Tomatoes are great tasting. Tomatoes are also complicated compared to every other crop. First, there are 1000 varieties, and that can get overwhelming to choose from! Ask your gardening neighbors or garden center what variety people around you grow, and grow that your first year. (Around here, it's the F1 hybrids Early Girl and Jet Star and the yellow cherry F1 Sun Gold.) You have to decide what sort of trellising you'll give the plants, and that will determine how you care for them. In most places, you want to remove the lowest leaves once every 2 weeks. You never want leaves touching the soil—it's likely plants will get one (or more!) fungal diseases, and that just accelerates the process. The less trellising you have for them, you more you want to pinch out suckers. (again, Pilarchik and OneYardRevolution on Youtube will explain how/when/why to do that). And you need to tie them to their posts somehow. I use cotton twine. Some people use masking tape or jute or old t-shirts cut into strips. If you have a cage of 2 x 2 fencing, you can weave the growing tips in and out of the fencing instead and won’t need to tie.

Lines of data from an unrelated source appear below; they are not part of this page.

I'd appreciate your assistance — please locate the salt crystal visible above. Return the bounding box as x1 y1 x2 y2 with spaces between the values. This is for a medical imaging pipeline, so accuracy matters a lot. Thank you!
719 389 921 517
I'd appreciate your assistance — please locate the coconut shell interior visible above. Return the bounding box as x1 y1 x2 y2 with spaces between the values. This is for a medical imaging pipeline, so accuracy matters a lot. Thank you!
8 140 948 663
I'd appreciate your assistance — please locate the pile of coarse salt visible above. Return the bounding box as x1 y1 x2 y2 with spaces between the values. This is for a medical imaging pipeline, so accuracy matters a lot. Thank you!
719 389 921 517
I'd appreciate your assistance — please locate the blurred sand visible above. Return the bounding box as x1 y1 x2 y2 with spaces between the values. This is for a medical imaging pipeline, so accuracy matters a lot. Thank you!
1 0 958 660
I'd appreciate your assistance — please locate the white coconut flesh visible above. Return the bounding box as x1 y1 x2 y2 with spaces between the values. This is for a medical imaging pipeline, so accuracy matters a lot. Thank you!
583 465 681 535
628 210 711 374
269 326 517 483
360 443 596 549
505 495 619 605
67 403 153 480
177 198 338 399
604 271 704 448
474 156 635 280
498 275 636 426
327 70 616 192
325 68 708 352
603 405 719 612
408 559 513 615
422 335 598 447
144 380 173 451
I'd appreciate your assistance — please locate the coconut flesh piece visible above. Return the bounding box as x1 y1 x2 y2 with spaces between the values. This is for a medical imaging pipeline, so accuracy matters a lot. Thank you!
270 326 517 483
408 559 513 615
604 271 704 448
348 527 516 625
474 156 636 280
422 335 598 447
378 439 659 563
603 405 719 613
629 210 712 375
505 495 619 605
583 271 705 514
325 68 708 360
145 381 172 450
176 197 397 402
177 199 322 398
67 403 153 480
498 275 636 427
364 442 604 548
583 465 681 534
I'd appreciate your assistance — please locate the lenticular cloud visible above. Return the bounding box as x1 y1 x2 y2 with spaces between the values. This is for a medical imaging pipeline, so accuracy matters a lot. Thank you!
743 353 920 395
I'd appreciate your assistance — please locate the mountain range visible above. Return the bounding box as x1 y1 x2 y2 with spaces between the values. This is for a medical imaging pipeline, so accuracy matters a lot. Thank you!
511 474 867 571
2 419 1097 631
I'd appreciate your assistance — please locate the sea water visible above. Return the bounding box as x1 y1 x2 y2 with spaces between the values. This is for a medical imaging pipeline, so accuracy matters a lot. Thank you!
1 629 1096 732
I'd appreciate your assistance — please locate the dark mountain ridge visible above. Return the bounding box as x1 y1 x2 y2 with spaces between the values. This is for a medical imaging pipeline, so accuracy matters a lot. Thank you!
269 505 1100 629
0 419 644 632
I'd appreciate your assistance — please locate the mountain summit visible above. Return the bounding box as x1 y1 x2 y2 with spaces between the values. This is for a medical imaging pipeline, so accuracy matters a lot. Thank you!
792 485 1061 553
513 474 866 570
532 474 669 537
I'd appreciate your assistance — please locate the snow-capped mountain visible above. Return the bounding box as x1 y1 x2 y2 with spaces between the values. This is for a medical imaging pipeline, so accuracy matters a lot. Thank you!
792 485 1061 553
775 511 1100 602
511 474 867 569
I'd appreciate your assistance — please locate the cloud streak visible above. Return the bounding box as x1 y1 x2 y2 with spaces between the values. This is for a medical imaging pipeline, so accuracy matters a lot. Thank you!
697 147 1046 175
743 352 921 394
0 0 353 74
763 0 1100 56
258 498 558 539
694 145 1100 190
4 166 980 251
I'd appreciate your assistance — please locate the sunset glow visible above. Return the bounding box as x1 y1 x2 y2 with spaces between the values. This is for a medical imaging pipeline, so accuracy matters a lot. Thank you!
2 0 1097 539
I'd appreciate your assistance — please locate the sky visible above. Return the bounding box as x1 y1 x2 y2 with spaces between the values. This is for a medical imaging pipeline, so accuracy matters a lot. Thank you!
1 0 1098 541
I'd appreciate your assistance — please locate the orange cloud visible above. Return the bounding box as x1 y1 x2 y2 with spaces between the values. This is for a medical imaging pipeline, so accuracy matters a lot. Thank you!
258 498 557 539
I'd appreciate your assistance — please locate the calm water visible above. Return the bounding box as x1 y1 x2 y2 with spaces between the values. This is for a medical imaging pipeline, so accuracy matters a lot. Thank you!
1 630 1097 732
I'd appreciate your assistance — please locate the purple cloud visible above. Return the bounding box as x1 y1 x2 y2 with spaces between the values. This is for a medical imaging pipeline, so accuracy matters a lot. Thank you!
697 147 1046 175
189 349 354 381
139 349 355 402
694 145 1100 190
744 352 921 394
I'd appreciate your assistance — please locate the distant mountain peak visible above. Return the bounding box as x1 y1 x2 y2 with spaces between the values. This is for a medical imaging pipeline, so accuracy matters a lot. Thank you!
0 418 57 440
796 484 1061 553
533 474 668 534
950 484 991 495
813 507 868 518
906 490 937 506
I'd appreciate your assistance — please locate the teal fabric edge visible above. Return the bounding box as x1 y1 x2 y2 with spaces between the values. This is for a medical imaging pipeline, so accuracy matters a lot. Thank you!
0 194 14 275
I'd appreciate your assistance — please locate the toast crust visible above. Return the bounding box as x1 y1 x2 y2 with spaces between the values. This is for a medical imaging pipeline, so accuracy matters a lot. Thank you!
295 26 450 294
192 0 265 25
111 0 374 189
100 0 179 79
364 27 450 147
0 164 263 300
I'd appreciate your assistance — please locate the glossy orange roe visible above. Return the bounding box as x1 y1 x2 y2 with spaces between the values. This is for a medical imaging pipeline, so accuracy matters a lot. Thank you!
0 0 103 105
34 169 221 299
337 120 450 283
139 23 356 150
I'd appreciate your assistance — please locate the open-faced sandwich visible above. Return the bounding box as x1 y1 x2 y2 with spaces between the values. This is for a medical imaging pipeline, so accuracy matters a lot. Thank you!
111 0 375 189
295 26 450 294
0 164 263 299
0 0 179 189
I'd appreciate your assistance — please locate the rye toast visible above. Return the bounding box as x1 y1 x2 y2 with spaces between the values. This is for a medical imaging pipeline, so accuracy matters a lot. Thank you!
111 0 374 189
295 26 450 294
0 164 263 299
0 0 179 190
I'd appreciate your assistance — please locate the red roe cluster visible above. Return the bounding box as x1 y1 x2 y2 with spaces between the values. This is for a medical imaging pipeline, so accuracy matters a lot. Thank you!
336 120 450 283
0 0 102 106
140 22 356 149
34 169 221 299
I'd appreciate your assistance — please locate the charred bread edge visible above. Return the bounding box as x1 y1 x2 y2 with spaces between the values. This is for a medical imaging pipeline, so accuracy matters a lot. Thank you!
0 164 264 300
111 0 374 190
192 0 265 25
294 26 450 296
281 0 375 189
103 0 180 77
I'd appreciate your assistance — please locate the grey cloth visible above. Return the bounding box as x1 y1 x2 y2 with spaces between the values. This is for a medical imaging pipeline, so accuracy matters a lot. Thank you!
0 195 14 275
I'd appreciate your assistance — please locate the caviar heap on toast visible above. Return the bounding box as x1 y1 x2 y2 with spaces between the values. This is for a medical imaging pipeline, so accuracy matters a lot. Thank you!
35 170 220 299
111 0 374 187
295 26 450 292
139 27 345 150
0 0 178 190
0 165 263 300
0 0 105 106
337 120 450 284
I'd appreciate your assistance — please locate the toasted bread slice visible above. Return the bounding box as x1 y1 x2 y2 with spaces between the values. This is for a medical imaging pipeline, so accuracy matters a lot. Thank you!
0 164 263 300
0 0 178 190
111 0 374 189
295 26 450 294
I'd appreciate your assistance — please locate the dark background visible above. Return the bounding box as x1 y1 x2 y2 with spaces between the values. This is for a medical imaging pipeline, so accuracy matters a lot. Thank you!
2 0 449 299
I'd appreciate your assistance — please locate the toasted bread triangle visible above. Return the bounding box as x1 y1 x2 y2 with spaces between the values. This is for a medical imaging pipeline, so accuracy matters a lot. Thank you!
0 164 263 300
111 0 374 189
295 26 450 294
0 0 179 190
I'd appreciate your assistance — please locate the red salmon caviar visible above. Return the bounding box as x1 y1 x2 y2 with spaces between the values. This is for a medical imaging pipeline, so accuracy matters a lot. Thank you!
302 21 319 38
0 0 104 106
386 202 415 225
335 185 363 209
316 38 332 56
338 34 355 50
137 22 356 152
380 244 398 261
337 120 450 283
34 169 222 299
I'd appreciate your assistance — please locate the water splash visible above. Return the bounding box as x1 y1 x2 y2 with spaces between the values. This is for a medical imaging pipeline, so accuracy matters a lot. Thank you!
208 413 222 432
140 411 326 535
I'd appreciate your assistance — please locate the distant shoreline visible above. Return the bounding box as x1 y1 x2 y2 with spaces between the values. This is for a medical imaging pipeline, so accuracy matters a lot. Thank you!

heirloom tomatoes from Slow Food Nation

See? Complicated! And I didn't even touch on determinate vs indeterminate tomatoes, or hybrids vs open pollinated. Short version of that discussion: eventually, for survival reasons, you don't want F1 hybrids like those varieties I mentioned and what you’ll probably find as plants in your local stores; you want open pollinated varieties because then you can save your own tomato seeds. In a SHTF scenario, you aren't going to be able to order seeds online or run to Lowe's for plants, and you'll have your own seed bank, collecting seeds every year as part of your harvest. But in year 1 of your garden, to make life easier, I suggest buying 1-2 tomato/pepper plants of a variety people in your locale like growing, and those are likely to be F1 hybrids. Get used to growing with those, okay? Later on, switch to heirloom or open-pollinated varieties and the hassle/expense/joy of starting them yourself indoor from seed.